Тем не менее, схема огня постепенно вырисовывалась. Обстрел будет сопровождать фашистов от любой начальной позиции до любой конечной. Особых иллюзий у Лаптурова не имелось. Если всё пройдёт, как они задумали, захватчикам будет нанесён огромный урон. Тяжёлая артиллерия - оружие мощное, но медлительное и неповоротливое. Как только она начинает стрельбу, изменить огневое решение довольно сложно. Если ход сражения станет непредвиденным, обстрел потеряет эффективность. По крайней мере, начался бой хорошо. Он видел, как фашисты замерли, услышав пугающее завывание. Они бросились к танкам, но земля уже начала вздыматься вокруг. Вспыхнули заправщики, разлетелись в клочья грузовики с боеприпасами. Полковник восхищённо наблюдал за этим беспорядком.
– Вперёд, братцы, не то артиллерия себе всю славу заберёт!
Он немного смутился от такого смелого заявления, но оно определённо тронуло сердца его людей. До фашистов всего три километра. В их расположении настоящий хаос от внезапного артналёта. Некоторые - это было хорошо видно - бросили танки и пытались убежать на своих двоих. T-34 вырвались вперёд, разгоняясь по длинному пологому склону. Отчаянный рывок, чтобы сблизиться с противником, пока он ещё не пришёл в себя. И пока тяжёлая артиллерия не прекращает огонь по первой цели. Бригада Лаптурова преодолела половину расстояния, когда немцы осознали происходящее и начали отстреливаться. Плотный обстрел сделал своё дело. Экипажи танков залегли подальше от своих машин и не высовывались. Но впереди были не только танкисты. Сквозь рёв дизеля полковник мог разобрать протяжные всхлипы миномётов и сухие хлопки противотанковых пушек. Потом в шум боя вплелись пулемёты. Вот психи. И что они сделают моим танкам? Несколько миномётов и пара пушек против бронебригады? А потом ему стало просто некогда думать. В Т-34-76 командиру приходилось делать самому сразу несколько дел. Во-первых, наводить орудие и стрелять. Во-вторых, собственно, командовать своим танком. В-третьих, как-то управлять остальными машинами бригады по радио.

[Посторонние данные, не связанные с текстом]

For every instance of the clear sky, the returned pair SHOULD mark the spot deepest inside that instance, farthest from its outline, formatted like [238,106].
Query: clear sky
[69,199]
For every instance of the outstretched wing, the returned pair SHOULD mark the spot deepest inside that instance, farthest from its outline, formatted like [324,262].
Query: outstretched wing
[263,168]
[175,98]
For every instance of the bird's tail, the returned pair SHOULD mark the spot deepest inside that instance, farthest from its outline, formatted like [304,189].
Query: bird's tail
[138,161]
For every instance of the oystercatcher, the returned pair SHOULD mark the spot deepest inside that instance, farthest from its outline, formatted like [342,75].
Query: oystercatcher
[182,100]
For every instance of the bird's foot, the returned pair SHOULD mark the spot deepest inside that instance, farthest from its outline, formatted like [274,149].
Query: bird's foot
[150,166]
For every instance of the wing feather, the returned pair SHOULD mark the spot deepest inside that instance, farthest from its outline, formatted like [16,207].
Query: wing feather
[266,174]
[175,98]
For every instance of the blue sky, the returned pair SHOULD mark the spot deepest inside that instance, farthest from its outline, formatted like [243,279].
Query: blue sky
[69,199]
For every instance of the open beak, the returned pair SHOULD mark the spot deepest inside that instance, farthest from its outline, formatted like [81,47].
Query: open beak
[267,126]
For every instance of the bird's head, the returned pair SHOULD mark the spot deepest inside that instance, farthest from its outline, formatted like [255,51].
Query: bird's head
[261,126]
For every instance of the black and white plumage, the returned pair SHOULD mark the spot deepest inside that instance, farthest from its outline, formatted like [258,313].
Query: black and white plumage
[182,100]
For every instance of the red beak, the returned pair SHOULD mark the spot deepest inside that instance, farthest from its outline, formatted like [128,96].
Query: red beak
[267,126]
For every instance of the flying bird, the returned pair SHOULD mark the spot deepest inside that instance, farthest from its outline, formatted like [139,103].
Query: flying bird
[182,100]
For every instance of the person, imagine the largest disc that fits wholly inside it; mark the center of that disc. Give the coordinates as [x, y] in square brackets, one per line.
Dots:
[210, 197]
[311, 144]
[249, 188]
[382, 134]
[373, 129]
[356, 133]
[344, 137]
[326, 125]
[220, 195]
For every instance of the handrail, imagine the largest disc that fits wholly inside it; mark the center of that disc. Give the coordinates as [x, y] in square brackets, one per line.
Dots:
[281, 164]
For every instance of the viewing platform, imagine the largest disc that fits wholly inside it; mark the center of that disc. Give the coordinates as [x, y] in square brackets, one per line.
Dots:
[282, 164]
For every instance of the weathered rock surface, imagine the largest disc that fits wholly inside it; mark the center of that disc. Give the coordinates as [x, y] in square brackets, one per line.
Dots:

Очень часто командир был так занят, что замечал только прямое попадание, когда танк уже пора покидать. Однажды давно, журналист из "Правды".... или "Известий"?... спросил, страшно ли вести танки на гитлеровцев. Я ответил ему в обычном героическом духе советского человека, сражающегося с жестоким захватчиком. Но в моих словах хватало истины. В танке уже не страшно. Конечно, получая приказ, волнуешься. Я всегда знал, что мы будем на острие атаки, и размышлять можно было только о том, какой смертью умрёшь. Но эти мысли отсекались, как только я забирался в башню и захлопывал крышку люка. В бою нет времени на пустые переживания, и я сразу забывал о них. Есть только стремление выжить. Так что в танке я никогда не боялся. Только один раз волновался, когда нас подбили, и нам пришлось спешно покидать горящую развалину. И вот снова мы наступаем на фашистов. Сейчас они наконец-то застигнуты врасплох.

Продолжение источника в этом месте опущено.